Se habían detenido en la esquina de la manzana que contenía la impasse. Latimer miró con fijeza los ojos acuosos de mister Latimer.
– Me atrevería a asegurar -comenzó a decir subrayando cada una de sus palabras con especial énfasis- que usted se ha dicho que existe la posibilidad de que Dimitrios se decida a desafiar sus amenazas y que lo más sensato sería tenerme aquí, en París, hasta que el dinero esté en su bolsillo.
Los párpados se deslizaron lentamente sobre los ojos de Peters.
– Mister Latimer, no creo que… -empezó a decir el gordo, con amargura en la voz-. Jamás hubiera creído que usted fuera capaz de pensar semejante cosa de mí…
– Bueno, me quedaré en París -le interrumpió Latimer, irritado: había malgastado tantos días que uno más poco importaba-. Mañana iré con usted. Pero quiero ponerle ciertas condiciones: en vez de vino, champaña, y francés, no de Meknes; y tendrá que ser de las cosechas de los años mil novecientos diecinueve, veinte o veintiuno. Una botella -añadió vengativamente- le costará no menos de cien francos.
Peters abrió los ojos: encaraba la adversidad con valentía.
– Tendrá su champaña, mister Latimer.
15. La extraña ciudad
Peters y Latimer ocuparon sus posiciones en la esquina de avenue de la Reine y del boulevard Jean Jaurès a las diez y media de la noche. A esa misma hora, el coche alquilado debía recoger al mensajero de Dimitrios, junto al cementerio de Neuilly.
La noche era fría y poco después de la llegada de ambos hombres al lugar de la cita comenzó a llover. Se refugiaron en el amplio portal de un edificio que se alzaba sobre la avenue, a pocos metros de la esquina, en dirección al Pont St. Cloud.
– ¿Cuánto tiempo tardarán?-preguntó Latimer.
– Le he dicho que les espero hacia las once. Tienen media hora para recorrer el trayecto desde Neuilly. Podrían llegar en menos tiempo, pero les he pedido que se aseguren muy bien de que nadie les sigue y que, si sospechan algo al respecto, regresen de inmediato a Neuilly. No correrán ningún riesgo. El coche es un Renault, de dos puertas. Tendremos que tener paciencia.

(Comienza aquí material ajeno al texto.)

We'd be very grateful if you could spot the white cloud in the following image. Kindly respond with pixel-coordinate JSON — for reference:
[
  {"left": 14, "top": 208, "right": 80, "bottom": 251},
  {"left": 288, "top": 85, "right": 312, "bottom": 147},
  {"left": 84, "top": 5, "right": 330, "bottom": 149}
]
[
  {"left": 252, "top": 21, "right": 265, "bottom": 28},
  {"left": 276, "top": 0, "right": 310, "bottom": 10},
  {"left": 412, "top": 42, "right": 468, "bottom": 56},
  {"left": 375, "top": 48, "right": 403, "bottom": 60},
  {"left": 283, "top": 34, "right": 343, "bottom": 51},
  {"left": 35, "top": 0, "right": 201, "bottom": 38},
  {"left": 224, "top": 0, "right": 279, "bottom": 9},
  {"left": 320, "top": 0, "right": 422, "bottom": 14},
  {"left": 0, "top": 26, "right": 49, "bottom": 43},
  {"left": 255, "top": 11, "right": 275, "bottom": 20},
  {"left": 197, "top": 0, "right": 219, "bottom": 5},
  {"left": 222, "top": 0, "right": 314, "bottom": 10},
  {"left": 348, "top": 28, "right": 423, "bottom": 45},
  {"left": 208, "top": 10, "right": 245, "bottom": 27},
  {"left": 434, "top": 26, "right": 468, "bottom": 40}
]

Aguardaron en silencio. Cada vez que un coche se acercaba, proveniente de la parte del río, Peters se asomaba desde el portal para comprobar si se trataba del Renault alquilado.
El agua de lluvia que bajaba por la pendiente de la calle, entre los desniveles de las piedras de la calzada, formaba charcos junto a los pies de ambos hombres.
De pronto, Peters emitió un gruñido:
– Attention! [57].
– ¿Ya vienen?
– Sí.
Por encima del hombro de Peters, Latimer observaba la calle. Desde la izquierda se acercaba a ellos un Renault. A medida que se aproximaban al lugar, el coche disminuía su velocidad, como si el conductor desconociera el camino a seguir. El automóvil pasó junto a ellos; en los haces de luz de sus faros brillaron las gotas de la lluvia; el coche se detuvo a unos pocos metros de distancia. En medio de la oscuridad podía verse el contorno de la cabeza y los hombros del conductor; los cristales posteriores estaban velados por sendas cortinillas. Peters metió su mano en el bolsillo de la gabardina.